我编写了一个 Spring RestController,它返回一个 SseEmitter(用于服务器发送的事件),并向每个事件添加 HATEOAS 链接。这是此 Controller 的一个简化但有效的示例:
package hello;
import static org.springframework.hateoas.mvc.ControllerLinkBuilder.linkTo;
import static org.springframework.hateoas.mvc.ControllerLinkBuilder.methodOn;
import hello.Greeting.Status;
import java.io.IOException;
import org.slf4j.Logger;
import org.slf4j.LoggerFactory;
import org.springframework.web.bind.annotation.RequestMapping;
import org.springframework.web.bind.annotation.RequestParam;
import org.springframework.web.bind.annotation.RestController;
import org.springframework.web.servlet.mvc.method.annotation.ResponseBodyEmitter;
import org.springframework.web.servlet.mvc.method.annotation.SseEmitter;
@RestController
public class GreetingController {
private static final Logger log = LoggerFactory.getLogger(GreetingController.class);
private static final String template = "Hello, %s!";
class GreetingRequestHandler implements Runnable {
private ResponseBodyEmitter emitter;
private Greeting greeting;
public GreetingRequestHandler(final ResponseBodyEmitter emitter, final Greeting greeting) {
this.emitter = emitter;
this.greeting = greeting;
}
@Override
public void run() {
try {
log.info(this.greeting.toString());
this.emitter.send(this.greeting);
Thread.sleep(5000);
if (Status.COMPLETE.equals(this.greeting.getStatus())) {
this.emitter.complete();
} else {
this.greeting.incrementStatus();
new Thread(new GreetingRequestHandler(this.emitter, this.greeting)).start();
}
} catch (IOException | InterruptedException e) {
e.printStackTrace();
}
}
}
@RequestMapping(path = "/greeting")
public SseEmitter greeting(@RequestParam(value = "name", defaultValue = "World") final String name) {
SseEmitter emitter = new SseEmitter();
Greeting greeting = new Greeting(String.format(template, name));
greeting.add(linkTo(methodOn(GreetingController.class).greeting(name)).withSelfRel());
new Thread(new GreetingRequestHandler(emitter, greeting)).start();
log.info("returning emitter");
return emitter;
}
}
Greeting 类如下:
package hello;
import java.util.concurrent.atomic.AtomicInteger;
import org.springframework.hateoas.ResourceSupport;
import com.fasterxml.jackson.annotation.JsonCreator;
import com.fasterxml.jackson.annotation.JsonIgnoreProperties;
import com.fasterxml.jackson.annotation.JsonProperty;
@JsonIgnoreProperties(ignoreUnknown = true)
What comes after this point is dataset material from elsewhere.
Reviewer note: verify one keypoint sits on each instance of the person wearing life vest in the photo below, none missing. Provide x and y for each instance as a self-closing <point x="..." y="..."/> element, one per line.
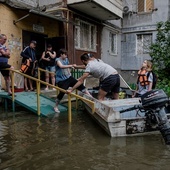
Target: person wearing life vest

public class Greeting extends ResourceSupport {
private final String content;
private final static AtomicInteger idProvider = new AtomicInteger();
private int greetingId;
private Status status;
enum Status {
ENQUEUED,
PROCESSING,
COMPLETE;
}
@JsonCreator
public Greeting(@JsonProperty("content") final String content) {
this.greetingId = idProvider.addAndGet(1);
this.status = Status.ENQUEUED;
this.content = content;
}
public Status getStatus() {
return this.status;
}
protected void setStatus(final Status status) {
this.status = status;
}
public int getGreetingId() {
return this.greetingId;
}
public String getContent() {
return this.content;
}
@Override
public String toString() {
return "Greeting{id='" + this.greetingId + "', status='" + this.status + "' content='" + this.content + "', " + super.toString() + "}";
}
public void incrementStatus() {
switch (this.status) {
case ENQUEUED:
this.status = Status.PROCESSING;
break;
case PROCESSING:
this.status = Status.COMPLETE;
break;
default:
break;
}
}
}
此代码完美运行。如果我尝试使用 Web 浏览器访问 REST 服务,我会看到出现的事件具有正确的内容和链接。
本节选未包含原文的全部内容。